Bug 13234

Summary: Non-pshared condition variables are ~2-2.5x slower than pshared ones at broadcast
Product: glibc Reporter: Rich Felker <bugdal>
Component: nptlAssignee: Not yet assigned to anyone <unassigned>
Status: RESOLVED WORKSFORME    
Severity: normal CC: fweimer, triegel
Priority: P2 Flags: fweimer: security-
Version: unspecified   
Target Milestone: ---   
Host: Target:
Build: Last reconfirmed:
Attachments: Test program which exhibits performance difference pshared/non-pshared.

Description Rich Felker 2011-09-28 23:34:47 UTC
Created attachment 5950 [details]
Test program which exhibits performance difference pshared/non-pshared.

The attached program shows NPTL's non-process-shared condition variables (which utilize futex requeue) performing significantly worse than process-shared ones (which simply use a broadcast futex wake). On my machine (Atom N280 dual core) it takes ~11.7 seconds with non-pshared cond var and ~5.3 seconds with a pshared cond var (comment/uncomment the pthread_cond_init line to change which is used).

Of course requeue-based broadcast should scale better to huge numbers of waiters. This test program only has 5 waiters. Still, the performance should not be this bad. With musl libc, I get comparable performance with pshared and non-pshared cond var (and both ways outperform NPTL, with run times around 2.5-3 seconds).

If you're unwilling to properly fix whatever's making it slow, perhaps just using a broadcast futex wake rather than the requeue code whenever the number of waiters is less than ~10 would be an easy "fix"...

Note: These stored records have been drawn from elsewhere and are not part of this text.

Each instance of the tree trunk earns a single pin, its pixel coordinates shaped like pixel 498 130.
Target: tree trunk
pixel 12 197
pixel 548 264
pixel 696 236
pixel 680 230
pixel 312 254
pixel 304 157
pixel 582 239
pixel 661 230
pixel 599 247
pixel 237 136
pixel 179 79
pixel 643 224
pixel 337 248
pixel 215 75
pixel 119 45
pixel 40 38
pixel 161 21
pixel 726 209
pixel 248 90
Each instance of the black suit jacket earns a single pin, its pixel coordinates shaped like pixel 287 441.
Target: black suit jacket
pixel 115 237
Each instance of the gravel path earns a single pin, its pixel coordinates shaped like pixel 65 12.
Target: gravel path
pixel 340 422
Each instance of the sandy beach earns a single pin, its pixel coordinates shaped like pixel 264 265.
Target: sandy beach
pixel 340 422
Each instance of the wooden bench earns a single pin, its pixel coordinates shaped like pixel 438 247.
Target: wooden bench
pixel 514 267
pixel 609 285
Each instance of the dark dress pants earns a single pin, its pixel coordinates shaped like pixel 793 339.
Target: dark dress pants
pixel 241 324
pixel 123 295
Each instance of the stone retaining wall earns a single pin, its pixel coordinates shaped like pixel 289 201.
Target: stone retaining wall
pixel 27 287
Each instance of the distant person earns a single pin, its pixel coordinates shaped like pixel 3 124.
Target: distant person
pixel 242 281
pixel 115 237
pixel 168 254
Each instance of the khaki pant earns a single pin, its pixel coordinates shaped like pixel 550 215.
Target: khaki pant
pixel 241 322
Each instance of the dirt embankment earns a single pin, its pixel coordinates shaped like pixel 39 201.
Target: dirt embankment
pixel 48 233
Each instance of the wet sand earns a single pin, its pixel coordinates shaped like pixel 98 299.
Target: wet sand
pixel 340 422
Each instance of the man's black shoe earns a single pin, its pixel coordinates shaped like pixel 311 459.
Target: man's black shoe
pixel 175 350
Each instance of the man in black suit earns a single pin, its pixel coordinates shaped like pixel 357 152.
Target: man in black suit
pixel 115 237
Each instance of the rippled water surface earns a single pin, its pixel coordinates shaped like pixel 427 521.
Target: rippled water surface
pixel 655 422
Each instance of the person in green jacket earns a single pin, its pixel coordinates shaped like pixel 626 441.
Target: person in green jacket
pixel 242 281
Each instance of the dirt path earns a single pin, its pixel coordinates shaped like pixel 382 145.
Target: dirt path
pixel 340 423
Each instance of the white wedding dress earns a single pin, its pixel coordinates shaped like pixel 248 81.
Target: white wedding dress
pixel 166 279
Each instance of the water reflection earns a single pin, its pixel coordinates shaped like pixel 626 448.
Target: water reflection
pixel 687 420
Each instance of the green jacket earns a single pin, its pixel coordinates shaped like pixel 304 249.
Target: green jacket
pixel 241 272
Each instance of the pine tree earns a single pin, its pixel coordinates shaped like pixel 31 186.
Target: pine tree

BTW, I suspect the overly-complex sequencing code aimed at minimizing spurious wakes, which also seems responsible for bugs 12875 and 13165, is probably part of the problem...
Comment 1 Torvald Riegel 2017-01-11 14:14:37 UTC
I can't reproduce this on x86_64 RHEL7 (old condvar algorithm).  The new condvar algorithm doesn't use requeue, so it should also not be affected.  Therefore, I'll close this bug.